Des géants venus… d’Espagne

Si l’origine des géants reste floue, l’hypothèse la plus répandue raconte qu’ils auraient fait leur apparition dans le Nord de la France au 16ème siècle, époque à laquelle la région était rattachée aux Pays-Bas espagnols. Ces immenses figurines, présentes dans la péninsule ibérique depuis le 13ème siècle, se seraient alors implantées dans la région. La plus ancienne d’entre elles ? Gayant de Douai. Celui-ci, dont le nom en picard signifie tout simplement « géant », aurait vu le jour en 1530.

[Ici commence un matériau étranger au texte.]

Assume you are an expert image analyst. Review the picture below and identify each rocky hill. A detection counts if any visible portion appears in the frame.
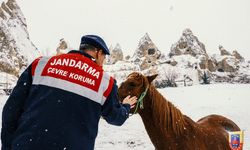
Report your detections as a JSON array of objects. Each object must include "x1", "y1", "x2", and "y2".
[
  {"x1": 0, "y1": 0, "x2": 40, "y2": 76},
  {"x1": 106, "y1": 29, "x2": 250, "y2": 87}
]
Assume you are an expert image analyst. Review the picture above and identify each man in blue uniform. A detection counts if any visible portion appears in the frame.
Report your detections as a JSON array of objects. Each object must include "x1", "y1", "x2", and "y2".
[{"x1": 1, "y1": 35, "x2": 137, "y2": 150}]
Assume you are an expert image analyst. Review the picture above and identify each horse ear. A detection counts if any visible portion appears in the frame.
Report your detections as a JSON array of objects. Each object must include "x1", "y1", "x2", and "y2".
[{"x1": 147, "y1": 74, "x2": 158, "y2": 83}]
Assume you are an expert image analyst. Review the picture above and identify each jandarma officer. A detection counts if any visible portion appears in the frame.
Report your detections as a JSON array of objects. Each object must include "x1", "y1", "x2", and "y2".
[{"x1": 1, "y1": 35, "x2": 137, "y2": 150}]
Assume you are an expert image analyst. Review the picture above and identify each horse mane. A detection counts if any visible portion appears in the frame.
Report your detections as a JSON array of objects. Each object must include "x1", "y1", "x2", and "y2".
[{"x1": 148, "y1": 85, "x2": 185, "y2": 135}]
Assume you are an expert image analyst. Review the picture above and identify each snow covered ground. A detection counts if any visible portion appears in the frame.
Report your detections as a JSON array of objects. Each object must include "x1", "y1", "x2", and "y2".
[{"x1": 0, "y1": 84, "x2": 250, "y2": 150}]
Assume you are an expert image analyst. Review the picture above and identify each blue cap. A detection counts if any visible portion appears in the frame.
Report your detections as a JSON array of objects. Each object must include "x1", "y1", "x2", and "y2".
[{"x1": 81, "y1": 35, "x2": 110, "y2": 55}]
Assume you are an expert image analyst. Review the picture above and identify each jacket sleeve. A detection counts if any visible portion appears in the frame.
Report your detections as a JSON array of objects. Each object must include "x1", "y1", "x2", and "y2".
[
  {"x1": 102, "y1": 81, "x2": 130, "y2": 126},
  {"x1": 1, "y1": 65, "x2": 32, "y2": 150}
]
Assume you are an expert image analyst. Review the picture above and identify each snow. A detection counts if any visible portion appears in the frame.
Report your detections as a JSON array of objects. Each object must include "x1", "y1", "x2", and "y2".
[{"x1": 0, "y1": 84, "x2": 250, "y2": 150}]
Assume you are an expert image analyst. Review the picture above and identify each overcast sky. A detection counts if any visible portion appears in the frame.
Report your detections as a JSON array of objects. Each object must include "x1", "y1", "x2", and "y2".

Initialement, les géants prennent les traits de personnages mythologiques ou religieux. Mais certains s'octroient quelques libertés, suscitant la colère de l’Église. Interdits de défiler lors des processions religieuses, ils investissent alors les fêtes païennes. Grâce à l'attachement que portent les habitants à ces figurines démesurées, elles survivent à toutes les époques. Même à la Révolution qui a voulu enrayer la tradition, la trouvant trop proche des valeurs de l’Ancien Régime. Aujourd’hui, plus personne n’oserait toucher à ces emblèmes régionaux tant ils participent à la mémoire collective.

Un rituel savamment orchestré

Dans le Nord de la France, chaque géant possède son jour officiel de sortie. Á Cassel, une petite ville située à une quarantaine de kilomètres de Lille et de son vieux centre historique, l’illustre Romain Reuze Papa prend l’air chaque lundi de Pâques. Il est accompagné de son épouse Reuze Maman. Car comme les Hommes, les géants naissent, se marient, ont des enfants et meurent.

Une vie bien remplie qu’ils doivent au savoir-faire des artisans géantiers. Fabriquer ou restaurer de telles pièces ne s’invente pas. Il s’agit d’un véritable travail de titan, d’autant que la plupart d’entre elles mesurent entre trois et neuf mètres de haut. Constituées d’une structure conique en osier, ces dernières sont ensuite sculptées avec du papier mâché, puis costumées. Un choix de matériaux qui s’explique par leur solidité et leur légèreté. En effet, traditionnellement, les mannequins sont portés par des hommes, qui doivent alors soulever une centaine de kilos à bout de bras. Une prouesse qui insuffle du dynamisme aux géants, donnant l’impression qu’ils se dandinent à mesure qu’ils avancent. Si certains s’octroient l’aide de roulettes ou de chars, ce n’est pas du goût des plus conservateurs. Un différend qu’ils oublient vite quand il convient de faire la fête avec les géants.